The world’s wealthiest individual, Elon Musk, could be staring at major financial losses due to his escalating clash with former U.S. President Donald Trump.
Their growing feud may disrupt Tesla’s self-driving car rollout, limit NASA contracts for SpaceX, stall Starlink’s international expansion, and lead to further advertising losses for Musk’s social media platform, X.
That said, the actual impact hinges on how far Trump is willing to take the conflict.
“Trump’s not exactly known for letting things slide,” auto analyst Sam Abuelsamid joked. Turning serious, he warned, “For someone who rails against government spending, Musk’s ventures are deeply reliant on federal support—making him vulnerable.”
While the U.S. government also has stakes in Musk’s ventures, the potential fallout looms larger for the entrepreneur.
This spat comes just days before Tesla is set to unveil its robotaxi prototype in Austin, Texas—a crucial event for the EV maker, which is facing sluggish sales. Federal safety regulators could become a major hurdle for this launch if Trump pressures them to scrutinize the rollout.
Even prior to the dispute, the National Highway Traffic Safety Administration (NHTSA) had requested performance data on Tesla’s autonomous vehicles under poor visibility. The agency is already investigating 2.4 million Teslas over crash incidents involving its self-driving software.
The Department of Justice is also reportedly examining Tesla’s safety record, though its current findings remain undisclosed.

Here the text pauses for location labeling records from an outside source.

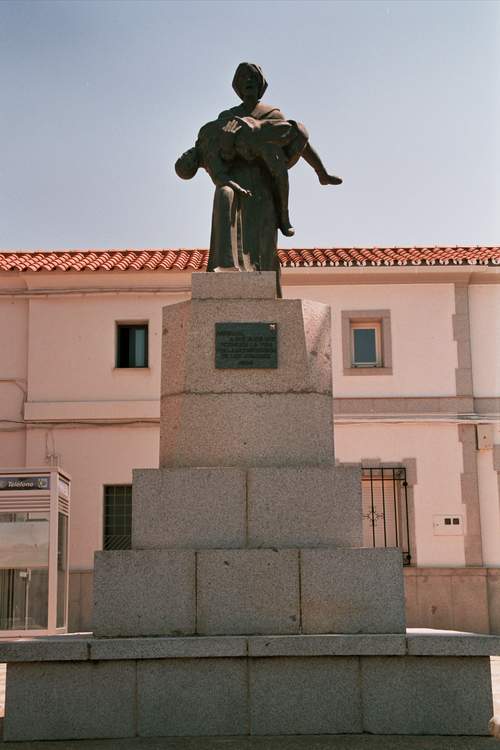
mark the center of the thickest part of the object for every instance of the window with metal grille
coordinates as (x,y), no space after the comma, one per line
(385,509)
(131,345)
(117,516)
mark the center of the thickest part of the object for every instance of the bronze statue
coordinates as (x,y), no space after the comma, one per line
(247,152)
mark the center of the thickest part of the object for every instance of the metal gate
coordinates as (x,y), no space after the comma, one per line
(385,509)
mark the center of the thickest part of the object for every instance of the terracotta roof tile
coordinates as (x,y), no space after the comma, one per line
(196,259)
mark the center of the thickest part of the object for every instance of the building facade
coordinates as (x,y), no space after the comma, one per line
(416,373)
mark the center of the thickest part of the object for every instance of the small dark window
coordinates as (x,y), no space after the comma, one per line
(117,516)
(132,345)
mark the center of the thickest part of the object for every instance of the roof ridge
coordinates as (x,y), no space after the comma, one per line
(196,259)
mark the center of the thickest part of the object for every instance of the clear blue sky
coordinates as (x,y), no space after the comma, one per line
(99,98)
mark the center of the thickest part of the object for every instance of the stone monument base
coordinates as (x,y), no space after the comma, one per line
(76,687)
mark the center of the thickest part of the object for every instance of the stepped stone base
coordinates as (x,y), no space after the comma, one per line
(248,591)
(261,685)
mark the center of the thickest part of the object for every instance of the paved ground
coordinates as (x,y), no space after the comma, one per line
(337,742)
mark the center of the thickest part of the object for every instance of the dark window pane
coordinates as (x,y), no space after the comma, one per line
(365,349)
(117,517)
(132,346)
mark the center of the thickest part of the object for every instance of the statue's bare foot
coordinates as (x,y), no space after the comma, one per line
(329,179)
(287,229)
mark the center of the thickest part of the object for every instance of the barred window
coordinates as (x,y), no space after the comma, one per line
(117,516)
(385,509)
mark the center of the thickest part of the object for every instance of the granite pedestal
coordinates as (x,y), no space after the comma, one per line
(247,604)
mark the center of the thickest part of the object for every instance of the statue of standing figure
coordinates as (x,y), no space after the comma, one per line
(247,152)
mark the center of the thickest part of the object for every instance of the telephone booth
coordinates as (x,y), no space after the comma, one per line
(34,537)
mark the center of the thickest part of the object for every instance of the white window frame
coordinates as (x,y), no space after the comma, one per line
(375,325)
(381,321)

Following the robotaxi announcement, Tesla’s stock surged 50%. But after the Trump-Musk rift emerged, it plummeted over 14% on Thursday before rebounding slightly on Friday.
“Tesla’s recent rally was driven almost entirely by excitement over autonomous taxis,” said Morningstar analyst Seth Goldstein. “This political fallout could hurt that momentum.”
Another vulnerable area for Tesla is its lucrative carbon credit business. On the same day the feud escalated, Republican senators inserted language into Trump’s budget plan to eliminate penalties for fuel-inefficient cars—undermining the market for Tesla’s emissions credits.
While Musk has publicly minimized the significance of this revenue stream, it remains substantial. In Q1 alone, Tesla earned $595 million from credit sales, even as its overall revenue declined.
Musk’s political affiliations have already triggered backlash. His previous alignment with Trump alienated many eco-conscious customers, resulting in showroom boycotts. If Musk has distanced himself from Trump, some of those customers may return—but that remains uncertain.
Some analysts once speculated that Trump supporters in red states might become Tesla buyers. That now seems unlikely.
“There are more questions than answers after Thursday’s developments,” TD Cowen’s Itay Michaeli noted. His target price for Tesla has dropped from $388 to $330. On Friday, shares hovered around $300.
Tesla has not commented publicly on the situation.
Trump, for his part, has threatened to cut federal contracts with SpaceX—posing a significant risk to a company valued at $350 billion and heavily involved in U.S. space operations, including NASA launches and future moon missions.
SpaceX’s crew transport services are critical to the U.S. space program. Without it, NASA would have to rely on Russia’s Soyuz capsules—a politically sensitive alternative.
Musk hinted at retaliation, tweeting that SpaceX might decommission its Dragon spacecraft. Hours later, he reversed course, clarifying in a reply to another user that no such move would happen.
Starlink, SpaceX’s satellite internet arm, has also benefited from Musk’s ties with Trump, securing service approvals in countries like Saudi Arabia, Bangladesh, Pakistan, and India—where the service recently received a crucial license. Still, it’s unclear how much influence politics had in those deals.
Meanwhile, X is seeing some advertisers return after leaving over concerns about misinformation and conspiracy content. Musk has called their exit an “illegal boycott” and sued several firms, while the Trump administration launched an FTC investigation into possible collusion among advertisers.
Now, brands may face a new risk: the possibility that Trump will turn against X.
“If Trump grows hostile toward the platform, it could once again become politically toxic for big advertisers,” said Cornell political scientist Sarah Kreps. She noted, however, that whether an advertiser exodus happens will depend on how intense and prolonged the feud becomes.